Il legame con il tema della sostenibilità e delle destinazioni minori è diretto. Le aree meno sviluppate non hanno uffici marketing strutturati. Non possono permettersi grandi investimenti in distribuzione. Non hanno il volume di dati necessario per ottimizzare manualmente la loro offerta. L’AI abbatte queste barriere: automatizza la strutturazione dei contenuti, porta i prodotti sui canali giusti, ottimizza il pricing in tempo reale. Un borgo con tre operatori locali può diventare commercialmente competitivo con la stessa efficienza di una destinazione di massa, se dispone dell’infrastruttura giusta.

Questo è il senso del posizionamento che abbiamo scelto per Destination Italia Group: tecnologia globale nella scala e nell’architettura. Locale nell’identità, nei contenuti, nel valore che genera per i territori.

L’intelligenza artificiale non omologa le destinazioni. Amplifica le differenze che generano valore autentico. Ed è esattamente questa la differenza tra una terza rivoluzione che ripete gli errori delle prime due — estraendo valore dal territorio verso le piattaforme — e una che li corregge.

Una rivoluzione digitale che l’Italia può guidare

Le prime due rivoluzioni digitali del turismo sono state guidate da Silicon Valley e dal capitale internazionale. I territori italiani ne hanno beneficiato in parte — più visibilità, più arrivi — ma ne hanno subito anche le conseguenze sul piano della sostenibilità: commissioni crescenti, perdita di controllo sui margini, omologazione dell’offerta, concentrazione delle promozioni e della stagionalità nei periodi a maggiore conversione, concentrazione dei flussi nelle destinazioni già famose.

La terza rivoluzione è ancora agli inizi. Le architetture tecnologiche si stanno definendo in questo momento. I modelli di business sono ancora aperti. Le scelte che vengono fatte oggi — su chi controlla i dati, chi struttura i contenuti, chi presidia la relazione con il viaggiatore — determineranno come sarà distribuito il valore del turismo per i prossimi vent’anni.

L’Italia ha una posizione di vantaggio strutturale: il patrimonio più ricco e diversificato al mondo, una rete di destinazioni minori che non ha equivalenti, operatori incoming con competenze profonde costruite in decenni di lavoro sul territorio.

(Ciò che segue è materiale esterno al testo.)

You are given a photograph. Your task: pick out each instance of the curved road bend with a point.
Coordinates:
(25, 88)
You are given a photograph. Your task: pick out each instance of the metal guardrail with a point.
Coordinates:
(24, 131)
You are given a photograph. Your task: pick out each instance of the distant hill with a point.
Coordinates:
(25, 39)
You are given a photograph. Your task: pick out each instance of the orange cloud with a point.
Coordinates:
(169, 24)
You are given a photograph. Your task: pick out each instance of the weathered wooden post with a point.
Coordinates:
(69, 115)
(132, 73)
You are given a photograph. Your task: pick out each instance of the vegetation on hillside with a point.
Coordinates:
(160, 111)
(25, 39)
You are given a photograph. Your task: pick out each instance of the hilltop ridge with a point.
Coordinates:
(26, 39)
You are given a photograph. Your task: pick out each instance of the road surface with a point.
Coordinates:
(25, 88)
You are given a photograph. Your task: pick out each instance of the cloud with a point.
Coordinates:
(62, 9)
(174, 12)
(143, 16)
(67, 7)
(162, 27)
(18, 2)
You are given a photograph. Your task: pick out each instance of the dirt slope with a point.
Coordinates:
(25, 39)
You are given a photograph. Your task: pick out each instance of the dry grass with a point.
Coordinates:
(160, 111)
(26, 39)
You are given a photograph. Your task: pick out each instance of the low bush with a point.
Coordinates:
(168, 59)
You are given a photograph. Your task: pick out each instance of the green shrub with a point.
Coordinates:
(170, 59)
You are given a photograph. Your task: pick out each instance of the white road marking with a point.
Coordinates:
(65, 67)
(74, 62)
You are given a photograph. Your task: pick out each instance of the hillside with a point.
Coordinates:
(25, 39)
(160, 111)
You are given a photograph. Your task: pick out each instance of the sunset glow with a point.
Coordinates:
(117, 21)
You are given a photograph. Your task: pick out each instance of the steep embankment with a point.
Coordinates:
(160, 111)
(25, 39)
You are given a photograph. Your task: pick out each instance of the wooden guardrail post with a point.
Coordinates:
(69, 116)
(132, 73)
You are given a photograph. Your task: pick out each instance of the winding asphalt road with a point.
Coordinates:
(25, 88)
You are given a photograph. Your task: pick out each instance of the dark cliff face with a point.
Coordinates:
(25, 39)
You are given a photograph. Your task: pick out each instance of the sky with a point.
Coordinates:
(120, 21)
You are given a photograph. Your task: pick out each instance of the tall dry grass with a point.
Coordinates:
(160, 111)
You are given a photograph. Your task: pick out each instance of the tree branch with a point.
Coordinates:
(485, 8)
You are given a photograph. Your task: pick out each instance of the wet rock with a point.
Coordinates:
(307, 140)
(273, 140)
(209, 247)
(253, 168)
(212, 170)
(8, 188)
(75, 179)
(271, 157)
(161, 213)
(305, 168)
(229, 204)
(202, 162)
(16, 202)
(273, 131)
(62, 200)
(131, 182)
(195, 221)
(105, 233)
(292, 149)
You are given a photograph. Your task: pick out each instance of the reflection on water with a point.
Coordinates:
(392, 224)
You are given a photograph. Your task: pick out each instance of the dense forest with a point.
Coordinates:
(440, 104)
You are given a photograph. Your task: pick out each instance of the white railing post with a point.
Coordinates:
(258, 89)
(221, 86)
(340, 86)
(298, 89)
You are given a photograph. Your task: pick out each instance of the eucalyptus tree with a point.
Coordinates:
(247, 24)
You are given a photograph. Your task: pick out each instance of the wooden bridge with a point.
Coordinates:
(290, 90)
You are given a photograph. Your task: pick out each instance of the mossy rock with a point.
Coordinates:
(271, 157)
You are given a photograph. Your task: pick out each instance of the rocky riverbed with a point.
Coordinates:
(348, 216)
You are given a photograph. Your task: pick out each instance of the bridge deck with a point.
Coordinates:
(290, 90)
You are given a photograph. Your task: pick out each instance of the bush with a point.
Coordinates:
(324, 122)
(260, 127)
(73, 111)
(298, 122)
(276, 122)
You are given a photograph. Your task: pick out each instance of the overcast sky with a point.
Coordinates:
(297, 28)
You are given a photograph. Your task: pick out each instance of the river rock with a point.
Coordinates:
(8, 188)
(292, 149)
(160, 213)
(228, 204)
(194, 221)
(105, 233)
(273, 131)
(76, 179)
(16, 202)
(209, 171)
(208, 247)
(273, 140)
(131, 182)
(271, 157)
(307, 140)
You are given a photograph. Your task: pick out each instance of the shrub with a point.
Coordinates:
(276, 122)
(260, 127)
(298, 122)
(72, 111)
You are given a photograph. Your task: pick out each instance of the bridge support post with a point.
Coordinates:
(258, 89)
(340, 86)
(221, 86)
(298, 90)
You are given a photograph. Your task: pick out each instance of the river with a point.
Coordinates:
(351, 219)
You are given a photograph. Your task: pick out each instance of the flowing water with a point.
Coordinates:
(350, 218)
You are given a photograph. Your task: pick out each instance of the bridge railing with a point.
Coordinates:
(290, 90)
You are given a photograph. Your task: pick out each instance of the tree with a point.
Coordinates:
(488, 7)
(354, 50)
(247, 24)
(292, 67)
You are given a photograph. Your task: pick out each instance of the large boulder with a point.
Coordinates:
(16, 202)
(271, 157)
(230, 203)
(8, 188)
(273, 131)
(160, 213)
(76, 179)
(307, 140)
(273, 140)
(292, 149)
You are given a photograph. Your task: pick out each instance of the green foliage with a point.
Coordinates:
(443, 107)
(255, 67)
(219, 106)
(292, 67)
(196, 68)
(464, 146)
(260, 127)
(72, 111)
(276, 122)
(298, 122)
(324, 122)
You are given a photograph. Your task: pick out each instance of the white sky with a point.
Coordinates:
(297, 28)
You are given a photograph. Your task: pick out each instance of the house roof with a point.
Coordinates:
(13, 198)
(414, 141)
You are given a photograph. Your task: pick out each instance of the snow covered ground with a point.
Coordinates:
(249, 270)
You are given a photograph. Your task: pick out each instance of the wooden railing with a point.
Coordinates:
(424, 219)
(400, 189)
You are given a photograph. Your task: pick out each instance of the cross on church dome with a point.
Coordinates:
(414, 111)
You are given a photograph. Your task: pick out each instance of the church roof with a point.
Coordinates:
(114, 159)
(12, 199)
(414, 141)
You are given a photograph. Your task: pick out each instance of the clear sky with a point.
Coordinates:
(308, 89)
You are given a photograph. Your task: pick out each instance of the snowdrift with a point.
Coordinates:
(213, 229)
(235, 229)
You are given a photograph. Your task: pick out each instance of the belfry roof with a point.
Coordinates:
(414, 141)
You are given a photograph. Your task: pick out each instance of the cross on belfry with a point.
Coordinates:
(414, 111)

Quello che mancava era un’infrastruttura tecnologica costruita su misura per questo modello.

Automatizzare il prevedibile. Umanizzare l’eccezionale.

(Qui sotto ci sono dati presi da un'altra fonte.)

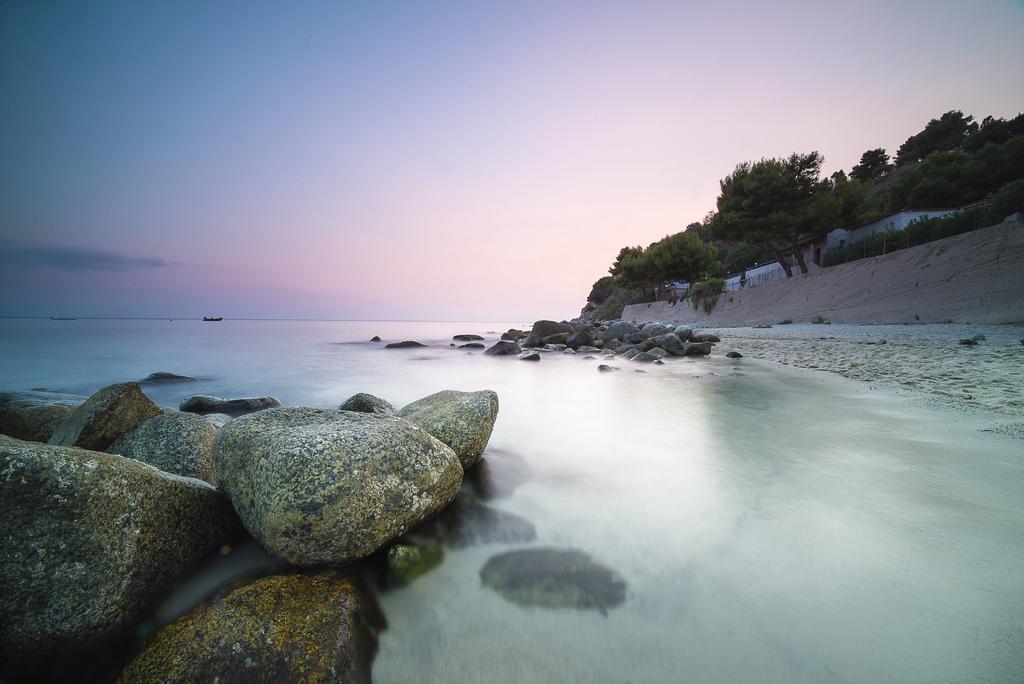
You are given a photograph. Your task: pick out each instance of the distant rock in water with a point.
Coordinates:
(205, 403)
(408, 344)
(176, 442)
(468, 522)
(367, 403)
(461, 420)
(105, 416)
(503, 348)
(164, 376)
(91, 541)
(554, 579)
(36, 415)
(287, 628)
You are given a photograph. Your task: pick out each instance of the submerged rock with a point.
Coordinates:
(291, 628)
(408, 344)
(367, 403)
(205, 403)
(176, 442)
(105, 416)
(554, 579)
(164, 376)
(36, 415)
(503, 348)
(320, 486)
(461, 420)
(91, 541)
(468, 522)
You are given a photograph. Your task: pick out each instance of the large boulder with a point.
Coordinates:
(545, 329)
(205, 403)
(318, 486)
(35, 416)
(503, 348)
(619, 331)
(91, 541)
(367, 403)
(461, 420)
(104, 417)
(176, 442)
(291, 628)
(584, 338)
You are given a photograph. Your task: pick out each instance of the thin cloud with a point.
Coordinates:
(77, 258)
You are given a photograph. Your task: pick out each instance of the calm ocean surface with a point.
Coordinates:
(770, 525)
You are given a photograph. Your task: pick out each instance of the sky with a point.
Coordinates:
(441, 161)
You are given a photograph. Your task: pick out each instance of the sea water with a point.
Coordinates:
(768, 524)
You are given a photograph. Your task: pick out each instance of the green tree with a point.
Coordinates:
(774, 203)
(873, 165)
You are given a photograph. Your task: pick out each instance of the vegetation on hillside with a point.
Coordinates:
(766, 207)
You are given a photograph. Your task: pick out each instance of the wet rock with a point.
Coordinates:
(408, 344)
(617, 331)
(468, 522)
(408, 561)
(164, 376)
(36, 415)
(105, 416)
(554, 579)
(175, 442)
(205, 403)
(461, 420)
(584, 338)
(320, 486)
(91, 541)
(544, 329)
(367, 403)
(290, 628)
(503, 348)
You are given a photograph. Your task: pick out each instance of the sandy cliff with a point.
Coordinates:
(974, 278)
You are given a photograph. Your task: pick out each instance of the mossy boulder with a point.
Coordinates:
(367, 403)
(318, 486)
(461, 420)
(554, 579)
(91, 541)
(175, 442)
(35, 416)
(292, 628)
(105, 416)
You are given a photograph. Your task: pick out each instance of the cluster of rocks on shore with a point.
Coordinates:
(110, 501)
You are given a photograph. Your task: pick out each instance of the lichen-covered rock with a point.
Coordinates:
(503, 348)
(90, 541)
(619, 331)
(291, 628)
(367, 403)
(35, 416)
(205, 403)
(545, 329)
(554, 579)
(461, 420)
(176, 442)
(105, 416)
(318, 486)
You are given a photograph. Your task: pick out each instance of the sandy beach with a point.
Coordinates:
(926, 359)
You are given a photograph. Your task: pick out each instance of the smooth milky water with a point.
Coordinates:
(768, 524)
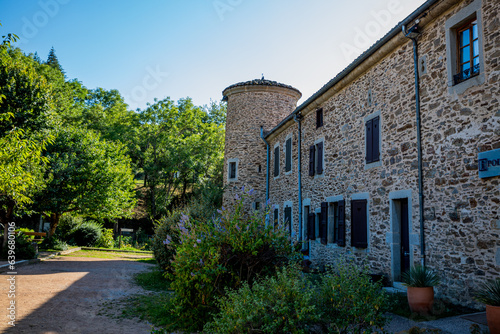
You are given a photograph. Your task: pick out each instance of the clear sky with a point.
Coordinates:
(196, 48)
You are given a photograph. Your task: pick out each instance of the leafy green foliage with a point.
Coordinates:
(88, 176)
(220, 254)
(106, 240)
(281, 304)
(418, 276)
(489, 293)
(86, 234)
(350, 302)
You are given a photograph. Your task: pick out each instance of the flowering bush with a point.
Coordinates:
(349, 301)
(214, 256)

È con questa convinzione che stiamo lavorando. Non per replicare le logiche delle piattaforme globali, ma per costruirne una nuova — che parta dal territorio, che lo valorizzi, che ne distribuisca i benefici in modo più equo.

La terza rivoluzione digitale del turismo è appena cominciata. E questa volta, l’Italia ha tutti i presupposti per non limitarsi a subirla a scapito della propria identità, ma per innovare in maniera sostenibile e nel rispetto del proprio tessuto economico e sociale.